Mas por que a população carcerária provisória chegou a patamar praticamente igual ao da definitiva, levando o Conselho Nacional de Justiça, na gestão do ministro Gilmar Mendes, a realizar um verdadeiro mutirão de soltura?
As razões mostram-se muitas. São potencializados — em inversão de valores, em abandono de princípios, da máxima segundo a qual, em direito, o meio justifica o fim, mas não este, aquele — aspectos neutros, de subjetivismo maior, sobressaindo o critério de plantão e, com isso, grassando a incerteza, a intranquilidade, a insegurança.
Em visão míope — e de bem-intencionados, nesta quadra estranha, o Brasil está cheio —, passou a vingar não o império da lei, mas a óptica do combate, sem freios, dos desvios de conduta, da corrupção, da delinquência de todo gênero.
A prisão preventiva talvez amenize consciências ante a morosidade da Justiça, dando-se uma esperança vã aos cidadãos, como se fosse panaceia perante esse mal maior que é a impunidade. A exceção virou regra, implementando-se, com automaticidade e, portanto, à margem da regência legal, esse ato de constrição maior que é a prisão.

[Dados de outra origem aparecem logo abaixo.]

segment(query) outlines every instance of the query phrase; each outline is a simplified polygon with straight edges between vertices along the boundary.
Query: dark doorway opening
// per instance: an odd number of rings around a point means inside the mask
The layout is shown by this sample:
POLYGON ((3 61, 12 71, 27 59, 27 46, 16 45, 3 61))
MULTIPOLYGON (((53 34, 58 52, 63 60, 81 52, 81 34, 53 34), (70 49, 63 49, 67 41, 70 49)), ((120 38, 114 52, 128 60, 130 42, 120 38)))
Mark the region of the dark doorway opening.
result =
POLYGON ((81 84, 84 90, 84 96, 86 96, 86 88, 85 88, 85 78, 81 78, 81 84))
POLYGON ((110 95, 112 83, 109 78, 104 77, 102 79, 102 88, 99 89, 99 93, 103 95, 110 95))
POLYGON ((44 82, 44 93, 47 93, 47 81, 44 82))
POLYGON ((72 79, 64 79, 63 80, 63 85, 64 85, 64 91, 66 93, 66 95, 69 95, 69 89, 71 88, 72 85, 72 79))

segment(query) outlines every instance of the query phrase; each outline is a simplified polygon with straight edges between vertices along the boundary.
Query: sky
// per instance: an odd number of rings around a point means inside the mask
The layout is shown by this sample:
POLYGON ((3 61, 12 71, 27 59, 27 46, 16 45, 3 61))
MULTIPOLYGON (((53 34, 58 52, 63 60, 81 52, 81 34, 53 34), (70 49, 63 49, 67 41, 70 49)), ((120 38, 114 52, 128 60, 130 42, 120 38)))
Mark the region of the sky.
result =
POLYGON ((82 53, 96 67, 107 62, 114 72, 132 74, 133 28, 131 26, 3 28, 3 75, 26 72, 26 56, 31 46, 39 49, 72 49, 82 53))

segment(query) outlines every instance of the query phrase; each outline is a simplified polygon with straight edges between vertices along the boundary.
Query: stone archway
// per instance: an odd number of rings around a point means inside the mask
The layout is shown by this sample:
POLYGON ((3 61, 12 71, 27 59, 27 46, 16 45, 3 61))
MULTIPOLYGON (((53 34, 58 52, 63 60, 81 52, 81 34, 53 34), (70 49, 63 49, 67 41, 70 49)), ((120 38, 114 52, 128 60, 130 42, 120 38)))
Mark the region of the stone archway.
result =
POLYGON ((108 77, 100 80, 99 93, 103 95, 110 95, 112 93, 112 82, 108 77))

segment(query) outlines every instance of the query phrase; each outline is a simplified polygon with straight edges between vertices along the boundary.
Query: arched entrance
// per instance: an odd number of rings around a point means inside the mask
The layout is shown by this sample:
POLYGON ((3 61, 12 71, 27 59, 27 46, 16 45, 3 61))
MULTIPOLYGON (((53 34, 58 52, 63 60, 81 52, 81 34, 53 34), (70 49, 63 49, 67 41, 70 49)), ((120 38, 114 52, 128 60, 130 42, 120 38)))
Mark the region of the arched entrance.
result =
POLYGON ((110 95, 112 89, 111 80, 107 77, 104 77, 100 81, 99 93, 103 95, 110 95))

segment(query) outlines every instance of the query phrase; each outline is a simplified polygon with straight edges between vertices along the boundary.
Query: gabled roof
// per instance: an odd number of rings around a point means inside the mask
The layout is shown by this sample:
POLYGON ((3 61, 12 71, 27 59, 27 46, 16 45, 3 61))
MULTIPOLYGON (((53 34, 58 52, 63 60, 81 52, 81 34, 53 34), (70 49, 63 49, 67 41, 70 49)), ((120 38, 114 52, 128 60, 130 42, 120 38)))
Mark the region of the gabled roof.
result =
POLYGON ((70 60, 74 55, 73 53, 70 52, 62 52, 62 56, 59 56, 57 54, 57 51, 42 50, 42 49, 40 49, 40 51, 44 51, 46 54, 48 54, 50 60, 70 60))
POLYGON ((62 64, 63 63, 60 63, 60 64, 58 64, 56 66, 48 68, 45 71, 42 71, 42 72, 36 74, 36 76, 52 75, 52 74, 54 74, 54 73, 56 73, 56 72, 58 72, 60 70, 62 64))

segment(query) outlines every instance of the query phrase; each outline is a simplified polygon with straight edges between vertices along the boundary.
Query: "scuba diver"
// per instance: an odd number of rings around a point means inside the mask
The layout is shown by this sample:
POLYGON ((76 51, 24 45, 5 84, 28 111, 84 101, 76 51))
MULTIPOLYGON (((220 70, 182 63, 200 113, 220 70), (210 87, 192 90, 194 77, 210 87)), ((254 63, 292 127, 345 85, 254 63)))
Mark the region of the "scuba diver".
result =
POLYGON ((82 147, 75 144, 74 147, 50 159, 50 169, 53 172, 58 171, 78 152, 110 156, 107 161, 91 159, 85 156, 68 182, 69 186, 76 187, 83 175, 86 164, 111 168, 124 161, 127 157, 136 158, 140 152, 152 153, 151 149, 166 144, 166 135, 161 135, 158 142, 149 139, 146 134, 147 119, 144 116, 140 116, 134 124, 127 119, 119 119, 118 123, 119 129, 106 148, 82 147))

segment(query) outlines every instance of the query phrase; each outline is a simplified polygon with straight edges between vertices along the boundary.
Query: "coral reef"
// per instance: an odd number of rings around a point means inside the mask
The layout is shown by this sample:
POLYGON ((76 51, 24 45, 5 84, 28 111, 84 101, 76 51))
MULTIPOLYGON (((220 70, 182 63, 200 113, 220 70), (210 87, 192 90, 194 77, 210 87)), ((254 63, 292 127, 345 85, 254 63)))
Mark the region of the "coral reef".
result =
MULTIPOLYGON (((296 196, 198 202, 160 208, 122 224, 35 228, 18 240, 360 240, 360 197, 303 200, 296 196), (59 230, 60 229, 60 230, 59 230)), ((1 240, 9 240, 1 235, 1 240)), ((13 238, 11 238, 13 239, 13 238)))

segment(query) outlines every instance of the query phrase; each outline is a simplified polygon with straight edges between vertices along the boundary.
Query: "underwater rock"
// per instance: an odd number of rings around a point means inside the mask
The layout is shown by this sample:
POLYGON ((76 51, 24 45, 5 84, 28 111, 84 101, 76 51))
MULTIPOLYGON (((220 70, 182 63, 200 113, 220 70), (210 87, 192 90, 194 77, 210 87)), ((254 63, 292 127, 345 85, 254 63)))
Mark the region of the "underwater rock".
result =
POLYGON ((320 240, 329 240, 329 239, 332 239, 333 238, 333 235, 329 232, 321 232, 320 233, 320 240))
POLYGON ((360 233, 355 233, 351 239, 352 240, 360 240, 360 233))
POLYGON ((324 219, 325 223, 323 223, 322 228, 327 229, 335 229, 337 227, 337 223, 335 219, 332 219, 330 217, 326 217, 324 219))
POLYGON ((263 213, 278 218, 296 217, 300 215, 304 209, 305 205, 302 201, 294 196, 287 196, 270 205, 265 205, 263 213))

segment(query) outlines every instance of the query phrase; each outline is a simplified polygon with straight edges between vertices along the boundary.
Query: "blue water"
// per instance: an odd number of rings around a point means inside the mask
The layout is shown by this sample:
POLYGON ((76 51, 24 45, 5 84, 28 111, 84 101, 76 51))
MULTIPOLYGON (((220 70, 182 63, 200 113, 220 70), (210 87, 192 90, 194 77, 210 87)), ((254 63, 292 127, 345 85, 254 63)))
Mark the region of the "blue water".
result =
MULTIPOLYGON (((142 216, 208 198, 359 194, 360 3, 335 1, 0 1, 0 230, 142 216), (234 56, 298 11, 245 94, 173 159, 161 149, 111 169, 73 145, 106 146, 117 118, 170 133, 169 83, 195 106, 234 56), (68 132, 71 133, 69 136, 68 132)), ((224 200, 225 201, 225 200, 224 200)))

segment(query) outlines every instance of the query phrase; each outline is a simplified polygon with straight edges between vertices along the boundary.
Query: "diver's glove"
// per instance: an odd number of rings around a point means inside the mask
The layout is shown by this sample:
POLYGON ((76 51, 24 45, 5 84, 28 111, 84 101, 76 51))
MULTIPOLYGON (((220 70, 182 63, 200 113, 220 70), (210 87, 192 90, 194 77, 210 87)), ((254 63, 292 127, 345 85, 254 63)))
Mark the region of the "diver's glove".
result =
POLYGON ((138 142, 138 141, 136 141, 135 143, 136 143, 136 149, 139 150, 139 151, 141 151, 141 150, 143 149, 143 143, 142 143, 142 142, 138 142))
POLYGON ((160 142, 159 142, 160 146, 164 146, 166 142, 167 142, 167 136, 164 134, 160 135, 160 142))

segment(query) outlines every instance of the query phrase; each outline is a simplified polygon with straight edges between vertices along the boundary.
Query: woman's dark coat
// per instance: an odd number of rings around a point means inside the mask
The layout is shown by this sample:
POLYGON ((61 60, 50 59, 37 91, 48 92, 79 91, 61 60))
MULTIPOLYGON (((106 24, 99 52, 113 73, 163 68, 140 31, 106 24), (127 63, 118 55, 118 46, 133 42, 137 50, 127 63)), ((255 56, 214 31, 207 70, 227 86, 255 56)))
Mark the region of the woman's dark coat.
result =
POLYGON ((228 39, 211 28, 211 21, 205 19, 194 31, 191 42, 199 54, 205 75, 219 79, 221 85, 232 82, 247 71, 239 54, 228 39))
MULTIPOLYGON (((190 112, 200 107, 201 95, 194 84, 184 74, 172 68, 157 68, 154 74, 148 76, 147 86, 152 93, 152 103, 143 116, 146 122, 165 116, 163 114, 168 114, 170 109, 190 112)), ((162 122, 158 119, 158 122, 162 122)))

As decisões nesse campo carecem de fundamentação, desaguando na concessão de ordem em habeas corpus. Por vezes, potencializa-se a imputação e, em capacidade intuitiva, presume-se que, solto, o investigado voltará a delinquir. Que se apure, viabilizando-se, à exaustão, o direito de defesa, para então, depois de incontroversa a culpa, limitar-se a liberdade, bem suplantado apenas pela própria vida.
Não é demasia lembrar Machado de Assis — a melhor forma de ver o chicote é tendo o cabo à mão. Justiça não é sinônimo de justiçamento. A sociedade não convive com o atropelo a normas reinantes. O desejável e buscado avanço social pressupõe o respeito irrestrito ao arcabouço normativo. É esse o preço a ser pago "e é módico, estando ao alcance de todos" por viver-se em um Estado Democrático de Direito.
Marco Aurélio Mello é ministro do Supremo Tribunal Federal.